Bisulfite DNA Sequencing

Primers were designed to amplify a 519 bp region of the SHP1 promoter containing the noncoding region of exon 1b. The primer sequences used were 5′-GGG TTG TGG TGA GAA ATT AAT TAG-3′ (sense) and 5′-CCT CAA ATA CAA CTC CCA ATA CC-3′ (antisense) (nucleotide numbers 7002–7520 of GenBank accession number AB079851). Initial denaturation at 94° C for 3 minutes was followed by 40 cycles of denaturation (94° C for 30 seconds), annealing (64° C for 1 minute) and extension (72° C for 1 minute), and a final extension step of 72° C for 7 minutes. PCR amplification products were separated on 1.5% agarose gels, visualized, and purified by using the Geneclean II kit (BIO101, Inc., Carlsbad, California). Purified products were phosphorylated by T4 DNA kinase and cloned into the pBluescript KS vector.
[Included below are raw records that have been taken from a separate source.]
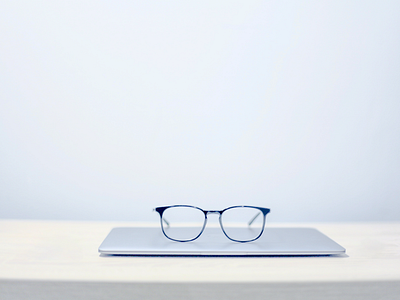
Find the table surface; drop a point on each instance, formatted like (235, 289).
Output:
(67, 251)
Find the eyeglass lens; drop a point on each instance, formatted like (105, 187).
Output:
(184, 223)
(242, 223)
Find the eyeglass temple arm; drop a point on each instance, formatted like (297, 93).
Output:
(163, 219)
(255, 217)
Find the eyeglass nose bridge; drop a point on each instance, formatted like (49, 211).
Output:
(213, 212)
Independent plasmid clones were purified from several bacterial colonies and subjected to sequencing using the BigDye Terminator Cycle Sequencing Ready Reaction Kit V2.0 (Applied Biosystems, Foster City, California) and an ABI Prism 3100 DNA sequencer (Applied Biosystems).

Southern Blot Analysis

According to standard methods, 1-μg genomic DNA aliquots were digested with EcoRI, and the digested DNA was purified by phenol/chloroform extraction, ethanol precipitated, separated on 0.8% agarose gel electrophoresis, and transferred to Hybond N+ nylon membranes. Membranes were hybridized with full length SHP1 cDNA probe labeled with fluorescein-11-dUTP. Membranes were washed in buffer containing 0.2 × standard saline citrate and 0.1% sodium dodecyl sulfate at 60° C, and DNA was detected using a chemiluminescence detection kit (Gene Images random prime labeling and detection system, Amersham Life Science, Buckinghamshire, United Kingdom) according to the manufacturer’s protocol.

5AzaCdR Treatment

For examination of SHP1 promoter demethylation, hematopoietic cell lines were incubated with or without 1 μm 5AzaCdR (5-aza-2′-deoxycytidine; Sigma) for 5 days. Cells were harvested and tested for SHP1 protein expression by ECL Western blotting.

Cell Growth Assay

K562 cells were transfected with pCMV-SHP1 by X-tremeGENE Q2 transfection reagent (Roche Diagnostics Corporation, Indianapolis, Indiana). At 48 hours after transfection, the cells were distributed in 24-well plate with the culture medium containing 200 μg/ml G418. Colony formation of the transformed cells was observed under the microscopy after leaving for 7 days.